Ils étaient musiciens à la cour, soldats révolutionnaires, héros de
Verdun, compagnons de la Libération. Ils étaient à la tribune de l’Assemblée nationale ou sur les plages du Débarquement, en
Provence, à l‘
Odéon ou à
Polytechnique.
Ils étaient noirs. Qui s’en souvient ? Qui se souvient de
Habib Benglia, qui joua dans Les enfants du paradis et dans
La Grande Illusion , ou de
René Maran, qui obtint le prix
Goncourt en 1921 ? Après les indépendances, dans les années 60, la
France et l’
Afrique se sont séparées de corps mais aussi éloignées d’esprit. Chacune est partie de son côté.
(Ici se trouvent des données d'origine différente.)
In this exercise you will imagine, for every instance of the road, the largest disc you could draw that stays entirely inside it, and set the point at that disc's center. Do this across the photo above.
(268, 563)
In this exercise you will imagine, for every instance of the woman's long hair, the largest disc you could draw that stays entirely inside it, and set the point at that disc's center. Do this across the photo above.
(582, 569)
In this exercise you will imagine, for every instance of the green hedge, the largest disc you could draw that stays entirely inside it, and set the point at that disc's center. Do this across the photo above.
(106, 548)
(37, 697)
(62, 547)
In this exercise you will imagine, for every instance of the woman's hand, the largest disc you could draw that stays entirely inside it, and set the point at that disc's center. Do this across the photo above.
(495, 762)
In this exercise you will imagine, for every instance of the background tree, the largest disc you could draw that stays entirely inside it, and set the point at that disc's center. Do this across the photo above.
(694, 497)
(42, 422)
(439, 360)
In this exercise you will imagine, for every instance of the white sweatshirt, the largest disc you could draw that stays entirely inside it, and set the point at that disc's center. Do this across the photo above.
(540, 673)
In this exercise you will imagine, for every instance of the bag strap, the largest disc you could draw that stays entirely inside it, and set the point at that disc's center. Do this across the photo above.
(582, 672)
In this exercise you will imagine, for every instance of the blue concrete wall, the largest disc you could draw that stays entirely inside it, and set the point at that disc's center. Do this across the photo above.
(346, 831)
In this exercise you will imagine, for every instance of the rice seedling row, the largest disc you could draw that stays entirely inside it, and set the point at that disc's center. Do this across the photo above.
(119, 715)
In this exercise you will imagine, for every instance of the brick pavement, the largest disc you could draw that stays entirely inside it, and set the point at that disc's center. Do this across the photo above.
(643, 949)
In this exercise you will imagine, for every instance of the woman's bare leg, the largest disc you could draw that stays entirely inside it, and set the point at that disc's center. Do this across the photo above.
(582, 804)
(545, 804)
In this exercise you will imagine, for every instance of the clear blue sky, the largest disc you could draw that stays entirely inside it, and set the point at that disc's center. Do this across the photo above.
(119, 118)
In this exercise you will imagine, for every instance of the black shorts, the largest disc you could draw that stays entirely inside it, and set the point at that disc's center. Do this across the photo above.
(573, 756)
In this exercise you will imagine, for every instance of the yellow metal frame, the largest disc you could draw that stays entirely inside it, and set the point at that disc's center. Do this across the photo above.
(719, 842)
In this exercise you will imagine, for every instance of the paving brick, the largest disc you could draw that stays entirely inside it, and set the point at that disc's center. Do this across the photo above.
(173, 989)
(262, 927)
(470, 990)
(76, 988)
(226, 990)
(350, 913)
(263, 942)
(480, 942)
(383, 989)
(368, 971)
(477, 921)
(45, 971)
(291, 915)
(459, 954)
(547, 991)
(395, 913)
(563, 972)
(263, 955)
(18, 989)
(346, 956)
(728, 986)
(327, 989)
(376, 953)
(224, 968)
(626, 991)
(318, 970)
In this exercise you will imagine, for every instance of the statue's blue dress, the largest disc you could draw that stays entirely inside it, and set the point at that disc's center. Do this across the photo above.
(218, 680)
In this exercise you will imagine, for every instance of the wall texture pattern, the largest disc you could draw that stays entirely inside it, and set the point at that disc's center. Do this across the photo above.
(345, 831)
Dans les livres d’histoire, soit par honte d’avoir colonisé, soit par dépit d’avoir été largués, soit encore par indifférence, les Français ont peu à peu gommé les traces de couleur de la saga nationale. C’est oublier
Félix Eboué qui, alors qu’il était gouverneur du
Tchad, fut parmi les premiers résistants à répondre à l’appel du général
De Gaulle ; c’est oublier
Gaston Monnerville, président du Sénat et ainsi le deuxième personnage de la République pendant plus de vingt ans. C’est oublier aussi
Edmond Albius, ancien esclave qui découvrit la technique de la fécondation artificielle de la vanille, ou Delgrès, qui préféra mourir plutôt que d’accepter le rétablissement de la servitude en Guadeloupe.